SIOUX FALLS, S.D. (KELO) – The South Dakota Health Department has confirmed two cases of the UK coronavirus variant in Minnehaha County. Health officials say neither patient was hospitalized and both have recovered.

State Epidemiologist Dr. Joshua Clayton says there are a lot of similarities between the UK variant and the existing strain of COVID-19.

“The common symptoms for both COVID-19, as well as this variant, are fever, cough, shortness of breath and loss of taste and smell. As well as some other additional symptoms depending on how severe your infection is,” Clayton said.

Since it was first identified in September, there have been several studies on the UK variant.

“It does appear to be more transmissible, that individuals are able to be infected more quickly than the existing strain of COVID-19,” Clayton said. “And that we believe it may also be more severe for individuals who become infected, leading to more hospitalizations as well as deaths.”

Clayton says all three COVID-19 vaccines being distributed are safe and effective against this variant. Dr. David Basel with Avera Health says vaccination efforts could help keep the hospitals from seeing another surge in cases because of this variant.

“So right now, we’re just seeing one or two cases of this and it’s likely to see a few more cases over time,” Basel said. “So, if we can get enough people vaccinated and get the numbers down low enough before this starts to spread, we can cut it off before it really starts the surge again.”

Both Basel and Clayton emphasize the importance of continuing to protect ourselves.

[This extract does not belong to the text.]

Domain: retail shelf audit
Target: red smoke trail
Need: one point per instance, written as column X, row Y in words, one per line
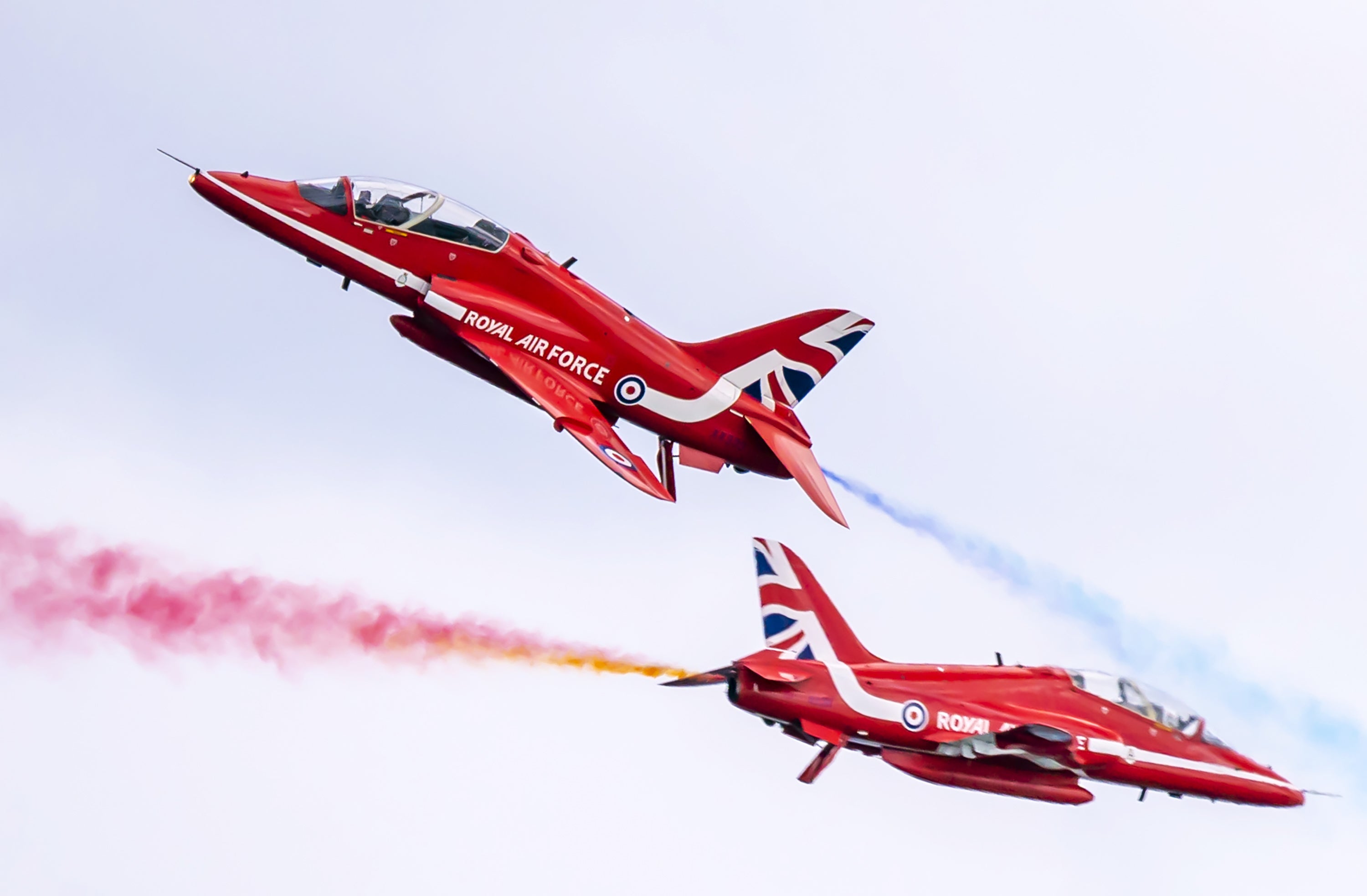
column 48, row 588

“Making sure that we’re paying attention to physical distancing, avoiding crowds, making sure that we’re wearing masks and doing the other things that help keep us safe and healthy throughout the year like washing hands and covering your coughs and sneezes,” Clayton said.

“One of the reasons why we’ve still been encouraging that, even after people are getting vaccinated, because the fewer people that are being able to spread this right now, the slower this spread of this will be so we can get enough people vaccinated,” Basel said.

The variant first showed up in the U.S. in December, and has spread to just about every state. Minnesota has also confirmed the Brazilian and South African variants.